Oh Denver, I do love you so!
Denver is my current hometown, and the city where I'ver really embraced my identity as an artist. I couldn't do a series of skylines without paying homage to the city where my heart lives.
But in all things detachment is necessary, because nothing lasts forever, not even a bubbling, vibrant metropolis. This piece was all about finding the beauty in Denver even after her inhabitants have long gone and nature has reclaimed her.
I started this work with a particular evening in mind, which I wanted to re-create hundreds of years in the future. The sun had just set on a beautiful bright sunny day, and as the full moon rose over the mountains it reflected the light of the setting sun. The city sparkled bright clear light from the moon, and the mountains reflected the colors of the sunset. It was a transition that I wanted to capture on paper!
Step 1: I wanted to stick with some of the style elements that I developed in "Postcards from the Future: Chicago", Including the Art Nouveau inspired border. I went with a more loose and flowing border for this piece, in large part a nod to the general vibe of the city as it is today.
Step 2: I developed the border to include a floral element at the top center. I went with a styilized columbine flower, always a favorite to see on hikes out here. My font choice on this one also came down to the vibe that I feel living in this city. And with the general energy of this piece in place it was time to fill in all that blank space...
Step 3: It was really importat to me that the mountains featured prominently in the composition of the piece. I also wanted to incorporate the flower of life motif somewhere within the image. I really liked the balance that came of setting the skyline against the mountains and layering the flower of life over the mountains. The rising moon features over the horizon of the mountains, and I chose to have the moon blooming right out of the flower of life pattern. I decree this composition complete!
Step 4: It's not a post-apocolyptic landscape without the ravenges of time! The last step of sketching was adding elements to the skyline suggesting that the city is long abandoned. And with all that done it is finally time for some color!
Step 5: I used the border to suggest the yellow light of the setting sun that is just out of frame. This is the begining of the transitional elements that I had in mind from the begining.
Step 6: Next, I filled in the buildings reflecting the setting sun. I wanted all the "broken" elements to really stand out, so I left those parts un-colored for now.
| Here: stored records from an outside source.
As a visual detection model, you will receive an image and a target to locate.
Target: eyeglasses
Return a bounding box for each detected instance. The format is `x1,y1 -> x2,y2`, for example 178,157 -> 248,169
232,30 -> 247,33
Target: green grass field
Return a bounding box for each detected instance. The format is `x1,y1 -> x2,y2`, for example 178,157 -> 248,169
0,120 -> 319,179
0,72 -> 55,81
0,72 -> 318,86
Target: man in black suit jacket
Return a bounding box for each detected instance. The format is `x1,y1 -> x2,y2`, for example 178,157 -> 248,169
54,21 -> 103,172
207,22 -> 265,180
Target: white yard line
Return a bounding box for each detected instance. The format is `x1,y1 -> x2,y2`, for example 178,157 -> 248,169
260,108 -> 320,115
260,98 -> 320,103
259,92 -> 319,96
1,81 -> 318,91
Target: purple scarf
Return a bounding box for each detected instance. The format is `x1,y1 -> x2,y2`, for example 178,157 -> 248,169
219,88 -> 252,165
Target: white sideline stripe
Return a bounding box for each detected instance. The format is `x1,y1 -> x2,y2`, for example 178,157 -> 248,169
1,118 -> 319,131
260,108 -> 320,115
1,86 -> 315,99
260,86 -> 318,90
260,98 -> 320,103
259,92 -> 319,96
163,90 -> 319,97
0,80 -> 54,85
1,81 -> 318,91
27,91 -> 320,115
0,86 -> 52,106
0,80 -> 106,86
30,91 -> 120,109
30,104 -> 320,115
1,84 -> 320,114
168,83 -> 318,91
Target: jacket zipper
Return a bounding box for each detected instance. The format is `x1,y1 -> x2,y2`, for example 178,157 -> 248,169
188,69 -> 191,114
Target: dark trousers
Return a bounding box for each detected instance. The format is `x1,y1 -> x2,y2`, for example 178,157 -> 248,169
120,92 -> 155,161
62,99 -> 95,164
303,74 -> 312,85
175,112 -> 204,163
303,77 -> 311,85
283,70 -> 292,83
Step 7: I chose a bluish/grey for the foreground, already having in mind some sort of collage element to create the reflected moonlight. I also like the contrast between the sunny elemnts and the cool blue field.
Step 8: Before laying a drop of paint on the mountains I decided that I really wanted the flower of life motif to pop out at the viewer. I went with a very muted color pallette, leaving plaenty of room to develop the colors with the next layer.
Step 9: The devil is in the details! The columbine at the top of the piece got a layer of blue paint, and the exposed concrete on the buildings got filled in. I went for a really matte grey for the buildings to really bring out that contrats that I'm looking for on the buildings.
Step 10: Mauve sky applied with liberal amounts of water to create a billowy texture. I want that moon to really pop out, so I left a nice margin of white paper to create the illusion of glowing.
Step 11: Colored pencil time! I finished up the border in a metallic gold colored pencil, and used a metallic silver colored pencil for the moon and the lettering. I wanted the metallic shimmer to be placed throughout the piece, and the gold/silver combo really works with my sun/moon concpept. The skyline got the colored pencil treatment in a variety of warm hues with contrasting grey for the dilapidated bits.
Step 12: I used bright bold colored pencils to outline the flower of life motif. That really brightened up the whole piece! I followed the gradation of the paint to fade in and out of all the colors of a Colorado sunset.
Step 13: Time for some collage! I went with two different collage elements to finish this piece up. I highlighted the mauve sky with a pixilated look, fading the colors so that the lightest colors are hugging that glowing moon. I wanted to bring out that moonlight a bit more, so I added some clear/irridescent circles along the foreground, unintentionally creating some great movement to the piece as well as the illusion of glittering moonlight that I was looking for.
And there you have it, post-apocolypitc Denver in all it's glory!